Ok how do i use regex to remove http AND/OR www just to get http://www.domain.com/ into domain.com
Assume x as any kind of TLD or cTLD
Input example:
www.domain.x
Output:
domain.x
If you really want to use regular expressions instead of urlparse()
or splitting the string:
>>> domain = 'http://www.example.com/'
>>> re.match(r'(?:\w*://)?(?:.*\.)?([a-zA-Z-1-9]*\.[a-zA-Z]{1,}).*', domain).groups()[0]
example.com
The regular expression might a bit simplistic, but works. It's also not replacing, but I think getting the domain out is easier.
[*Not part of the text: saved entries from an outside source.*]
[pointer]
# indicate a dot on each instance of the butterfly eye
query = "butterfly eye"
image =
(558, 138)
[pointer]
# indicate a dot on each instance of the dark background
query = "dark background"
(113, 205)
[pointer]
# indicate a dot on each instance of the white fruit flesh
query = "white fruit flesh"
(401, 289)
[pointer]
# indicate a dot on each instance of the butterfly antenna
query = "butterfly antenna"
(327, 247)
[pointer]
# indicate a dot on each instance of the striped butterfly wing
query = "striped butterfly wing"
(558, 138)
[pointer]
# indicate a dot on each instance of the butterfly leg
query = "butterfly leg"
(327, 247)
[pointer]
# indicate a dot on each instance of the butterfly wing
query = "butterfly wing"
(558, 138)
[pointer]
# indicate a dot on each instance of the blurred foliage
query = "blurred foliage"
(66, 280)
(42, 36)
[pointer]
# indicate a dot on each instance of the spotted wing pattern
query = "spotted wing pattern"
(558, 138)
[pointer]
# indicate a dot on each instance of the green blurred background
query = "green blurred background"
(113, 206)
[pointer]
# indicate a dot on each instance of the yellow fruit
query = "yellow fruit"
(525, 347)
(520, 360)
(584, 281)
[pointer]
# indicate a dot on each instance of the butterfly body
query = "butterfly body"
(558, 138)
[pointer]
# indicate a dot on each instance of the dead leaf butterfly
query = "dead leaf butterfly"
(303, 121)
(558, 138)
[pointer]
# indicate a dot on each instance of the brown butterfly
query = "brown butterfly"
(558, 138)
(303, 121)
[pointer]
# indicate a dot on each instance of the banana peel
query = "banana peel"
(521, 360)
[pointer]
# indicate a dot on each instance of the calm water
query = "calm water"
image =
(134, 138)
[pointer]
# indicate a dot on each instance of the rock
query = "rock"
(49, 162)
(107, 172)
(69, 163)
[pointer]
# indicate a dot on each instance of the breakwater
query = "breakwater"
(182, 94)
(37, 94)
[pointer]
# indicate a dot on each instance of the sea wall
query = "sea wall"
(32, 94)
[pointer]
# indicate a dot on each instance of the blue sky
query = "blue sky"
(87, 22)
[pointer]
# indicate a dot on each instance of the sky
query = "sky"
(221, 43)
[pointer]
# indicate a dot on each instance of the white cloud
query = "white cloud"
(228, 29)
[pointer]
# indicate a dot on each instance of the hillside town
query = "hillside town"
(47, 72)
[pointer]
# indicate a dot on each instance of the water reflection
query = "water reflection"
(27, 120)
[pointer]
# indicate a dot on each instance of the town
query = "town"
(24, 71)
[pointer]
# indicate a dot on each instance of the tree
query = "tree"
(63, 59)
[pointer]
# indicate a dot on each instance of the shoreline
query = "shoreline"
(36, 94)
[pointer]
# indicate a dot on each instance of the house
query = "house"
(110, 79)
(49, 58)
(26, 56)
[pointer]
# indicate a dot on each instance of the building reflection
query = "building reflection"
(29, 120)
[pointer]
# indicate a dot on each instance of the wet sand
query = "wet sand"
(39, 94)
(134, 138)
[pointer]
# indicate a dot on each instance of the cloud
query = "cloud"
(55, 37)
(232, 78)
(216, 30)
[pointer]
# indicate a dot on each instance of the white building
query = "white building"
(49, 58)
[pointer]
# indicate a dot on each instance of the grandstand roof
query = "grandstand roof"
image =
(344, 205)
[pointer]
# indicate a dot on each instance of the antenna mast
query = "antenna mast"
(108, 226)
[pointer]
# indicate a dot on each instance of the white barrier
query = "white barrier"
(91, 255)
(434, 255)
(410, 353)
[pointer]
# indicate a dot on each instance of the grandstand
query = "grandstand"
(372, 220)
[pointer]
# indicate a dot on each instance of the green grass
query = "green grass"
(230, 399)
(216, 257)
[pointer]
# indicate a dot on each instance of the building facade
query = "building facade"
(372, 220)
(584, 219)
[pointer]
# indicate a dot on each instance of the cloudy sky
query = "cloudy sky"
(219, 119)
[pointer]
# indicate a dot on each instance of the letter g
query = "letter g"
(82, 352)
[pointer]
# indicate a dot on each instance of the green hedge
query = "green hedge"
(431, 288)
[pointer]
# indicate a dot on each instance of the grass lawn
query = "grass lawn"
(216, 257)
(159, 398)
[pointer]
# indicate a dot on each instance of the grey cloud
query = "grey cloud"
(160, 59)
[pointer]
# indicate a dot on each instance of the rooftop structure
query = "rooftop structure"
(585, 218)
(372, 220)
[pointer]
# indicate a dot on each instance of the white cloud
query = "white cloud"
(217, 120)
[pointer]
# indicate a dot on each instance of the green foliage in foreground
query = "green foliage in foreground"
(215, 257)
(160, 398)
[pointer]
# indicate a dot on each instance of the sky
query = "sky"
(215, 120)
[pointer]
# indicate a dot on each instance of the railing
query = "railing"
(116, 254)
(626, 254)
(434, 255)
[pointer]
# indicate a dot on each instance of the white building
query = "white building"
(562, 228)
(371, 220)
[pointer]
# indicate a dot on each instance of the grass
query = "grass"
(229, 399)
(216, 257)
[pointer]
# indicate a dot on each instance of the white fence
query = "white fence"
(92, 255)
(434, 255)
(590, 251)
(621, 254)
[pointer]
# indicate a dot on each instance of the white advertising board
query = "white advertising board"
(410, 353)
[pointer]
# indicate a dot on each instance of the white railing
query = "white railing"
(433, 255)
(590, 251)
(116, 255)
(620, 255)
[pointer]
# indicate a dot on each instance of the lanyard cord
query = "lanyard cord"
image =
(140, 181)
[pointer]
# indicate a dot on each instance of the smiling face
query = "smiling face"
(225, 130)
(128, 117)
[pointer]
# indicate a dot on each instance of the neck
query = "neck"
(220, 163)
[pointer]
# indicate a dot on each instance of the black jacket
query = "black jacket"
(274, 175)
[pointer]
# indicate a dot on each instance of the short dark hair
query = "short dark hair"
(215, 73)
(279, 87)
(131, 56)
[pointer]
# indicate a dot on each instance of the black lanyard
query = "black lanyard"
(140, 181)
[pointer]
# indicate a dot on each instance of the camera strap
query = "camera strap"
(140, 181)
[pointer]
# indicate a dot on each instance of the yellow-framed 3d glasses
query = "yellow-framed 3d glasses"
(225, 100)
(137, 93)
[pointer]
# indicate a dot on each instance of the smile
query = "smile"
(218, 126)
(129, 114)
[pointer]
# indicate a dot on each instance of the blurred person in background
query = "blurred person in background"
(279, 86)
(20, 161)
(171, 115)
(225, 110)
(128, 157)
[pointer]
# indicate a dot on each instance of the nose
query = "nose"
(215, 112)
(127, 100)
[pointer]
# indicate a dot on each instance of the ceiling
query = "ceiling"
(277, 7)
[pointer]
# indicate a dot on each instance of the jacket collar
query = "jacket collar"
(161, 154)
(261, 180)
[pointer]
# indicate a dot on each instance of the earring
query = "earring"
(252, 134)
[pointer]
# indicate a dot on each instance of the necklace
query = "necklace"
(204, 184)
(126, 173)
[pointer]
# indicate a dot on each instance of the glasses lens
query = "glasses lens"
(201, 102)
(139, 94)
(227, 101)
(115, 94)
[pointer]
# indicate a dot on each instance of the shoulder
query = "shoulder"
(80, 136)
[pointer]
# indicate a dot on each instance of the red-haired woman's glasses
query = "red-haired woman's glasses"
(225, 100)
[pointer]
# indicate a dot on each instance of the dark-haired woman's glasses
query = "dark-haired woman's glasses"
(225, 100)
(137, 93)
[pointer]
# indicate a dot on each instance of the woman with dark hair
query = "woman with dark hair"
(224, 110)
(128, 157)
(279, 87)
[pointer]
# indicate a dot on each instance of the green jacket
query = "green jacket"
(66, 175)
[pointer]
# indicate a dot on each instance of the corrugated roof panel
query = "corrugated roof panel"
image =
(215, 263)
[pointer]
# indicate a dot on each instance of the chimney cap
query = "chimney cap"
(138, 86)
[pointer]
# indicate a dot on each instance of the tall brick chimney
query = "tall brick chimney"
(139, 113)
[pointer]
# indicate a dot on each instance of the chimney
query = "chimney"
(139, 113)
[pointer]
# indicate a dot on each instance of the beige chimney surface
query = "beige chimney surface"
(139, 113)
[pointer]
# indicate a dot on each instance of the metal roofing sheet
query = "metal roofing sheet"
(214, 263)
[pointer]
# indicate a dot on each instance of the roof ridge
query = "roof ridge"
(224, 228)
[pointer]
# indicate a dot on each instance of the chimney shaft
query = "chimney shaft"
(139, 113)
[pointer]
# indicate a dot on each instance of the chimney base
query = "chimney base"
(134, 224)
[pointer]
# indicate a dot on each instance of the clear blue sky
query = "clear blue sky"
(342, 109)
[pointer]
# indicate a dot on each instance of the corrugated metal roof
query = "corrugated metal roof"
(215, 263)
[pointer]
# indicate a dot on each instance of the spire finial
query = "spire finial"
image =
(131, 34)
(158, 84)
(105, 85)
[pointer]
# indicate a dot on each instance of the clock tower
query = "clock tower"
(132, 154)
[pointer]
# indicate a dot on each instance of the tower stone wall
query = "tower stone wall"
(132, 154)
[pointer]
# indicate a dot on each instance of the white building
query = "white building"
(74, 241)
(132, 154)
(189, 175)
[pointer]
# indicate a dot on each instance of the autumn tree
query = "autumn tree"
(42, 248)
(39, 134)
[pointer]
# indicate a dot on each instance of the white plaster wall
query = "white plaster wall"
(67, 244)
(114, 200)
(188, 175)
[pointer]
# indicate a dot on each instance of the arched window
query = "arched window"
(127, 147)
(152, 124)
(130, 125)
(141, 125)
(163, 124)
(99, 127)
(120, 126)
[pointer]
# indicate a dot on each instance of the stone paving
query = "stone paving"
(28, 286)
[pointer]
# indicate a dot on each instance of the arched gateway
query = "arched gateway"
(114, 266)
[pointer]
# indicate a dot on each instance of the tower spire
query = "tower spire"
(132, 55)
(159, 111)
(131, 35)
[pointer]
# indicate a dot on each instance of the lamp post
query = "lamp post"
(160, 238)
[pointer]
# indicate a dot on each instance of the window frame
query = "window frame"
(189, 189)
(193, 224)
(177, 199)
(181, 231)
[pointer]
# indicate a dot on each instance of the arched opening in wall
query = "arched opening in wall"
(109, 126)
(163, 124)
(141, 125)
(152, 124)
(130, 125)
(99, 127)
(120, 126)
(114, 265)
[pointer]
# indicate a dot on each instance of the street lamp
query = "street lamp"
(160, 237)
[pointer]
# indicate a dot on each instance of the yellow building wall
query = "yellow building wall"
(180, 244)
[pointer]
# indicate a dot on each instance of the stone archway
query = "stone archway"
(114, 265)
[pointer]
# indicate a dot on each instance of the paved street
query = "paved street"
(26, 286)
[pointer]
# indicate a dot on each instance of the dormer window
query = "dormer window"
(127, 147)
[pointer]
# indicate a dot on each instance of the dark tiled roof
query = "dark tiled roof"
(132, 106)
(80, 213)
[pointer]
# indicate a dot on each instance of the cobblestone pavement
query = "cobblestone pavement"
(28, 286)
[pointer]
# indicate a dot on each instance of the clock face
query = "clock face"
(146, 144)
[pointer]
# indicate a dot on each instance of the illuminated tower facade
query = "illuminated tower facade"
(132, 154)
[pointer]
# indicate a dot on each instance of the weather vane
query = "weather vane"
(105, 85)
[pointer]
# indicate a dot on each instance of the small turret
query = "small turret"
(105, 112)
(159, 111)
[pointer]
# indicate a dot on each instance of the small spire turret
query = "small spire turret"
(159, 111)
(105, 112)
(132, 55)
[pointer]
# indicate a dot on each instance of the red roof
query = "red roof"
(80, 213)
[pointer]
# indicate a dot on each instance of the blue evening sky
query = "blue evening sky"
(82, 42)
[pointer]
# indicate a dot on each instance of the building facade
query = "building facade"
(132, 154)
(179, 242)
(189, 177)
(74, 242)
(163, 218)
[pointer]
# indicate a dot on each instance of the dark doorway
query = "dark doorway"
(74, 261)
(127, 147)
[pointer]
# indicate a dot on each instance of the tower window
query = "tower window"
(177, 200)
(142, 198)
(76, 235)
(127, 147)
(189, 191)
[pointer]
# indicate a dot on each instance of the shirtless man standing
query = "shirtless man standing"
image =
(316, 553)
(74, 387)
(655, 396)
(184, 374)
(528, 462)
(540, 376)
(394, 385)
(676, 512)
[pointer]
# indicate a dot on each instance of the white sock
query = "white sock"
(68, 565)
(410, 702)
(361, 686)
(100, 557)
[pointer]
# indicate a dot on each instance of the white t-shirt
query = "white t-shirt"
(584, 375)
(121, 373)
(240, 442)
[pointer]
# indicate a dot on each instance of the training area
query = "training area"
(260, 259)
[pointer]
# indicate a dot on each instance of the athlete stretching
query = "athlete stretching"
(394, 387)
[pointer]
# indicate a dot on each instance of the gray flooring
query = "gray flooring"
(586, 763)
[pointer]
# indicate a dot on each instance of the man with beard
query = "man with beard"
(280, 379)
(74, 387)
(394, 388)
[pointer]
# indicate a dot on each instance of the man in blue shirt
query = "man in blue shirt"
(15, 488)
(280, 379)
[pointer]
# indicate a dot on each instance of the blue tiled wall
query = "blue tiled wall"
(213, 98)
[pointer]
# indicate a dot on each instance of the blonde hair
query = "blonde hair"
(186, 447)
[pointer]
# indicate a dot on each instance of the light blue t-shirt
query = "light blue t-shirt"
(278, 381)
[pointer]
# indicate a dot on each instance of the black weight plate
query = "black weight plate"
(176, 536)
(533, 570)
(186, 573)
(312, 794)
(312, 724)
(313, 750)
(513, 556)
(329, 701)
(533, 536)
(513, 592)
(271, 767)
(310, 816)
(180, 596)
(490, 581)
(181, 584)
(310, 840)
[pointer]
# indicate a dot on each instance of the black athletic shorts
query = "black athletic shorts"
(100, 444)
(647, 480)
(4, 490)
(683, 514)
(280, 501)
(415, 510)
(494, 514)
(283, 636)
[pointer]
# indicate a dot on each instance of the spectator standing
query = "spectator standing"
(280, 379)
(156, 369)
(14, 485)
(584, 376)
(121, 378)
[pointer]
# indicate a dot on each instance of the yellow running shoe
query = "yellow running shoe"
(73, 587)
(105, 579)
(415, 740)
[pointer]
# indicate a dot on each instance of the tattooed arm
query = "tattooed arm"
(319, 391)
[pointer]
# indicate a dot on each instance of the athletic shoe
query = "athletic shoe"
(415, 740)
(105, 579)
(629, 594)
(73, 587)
To support domains like 'co.uk', one can do the following:
>>> p = re.compile(r'(?:\w*://)?(?:.*?\.)?(?:([a-zA-Z-1-9]*)\.)?([a-zA-Z-1-9]*\.[a-zA-Z]{1,}).*')
>>> p.match(domain).groups()
('google', 'co.uk')
So you got to check the result for domains like 'co.uk', and join the result again in such a case. Normal domains should work OK. I could not make it work when you have multiple subdomains.
One-liner without regular expressions or fancy modules:
>>> domain = 'http://www.example.com/'
>>> '.'.join(domain.replace('http://','').split('/')[0].split('.')[-2:])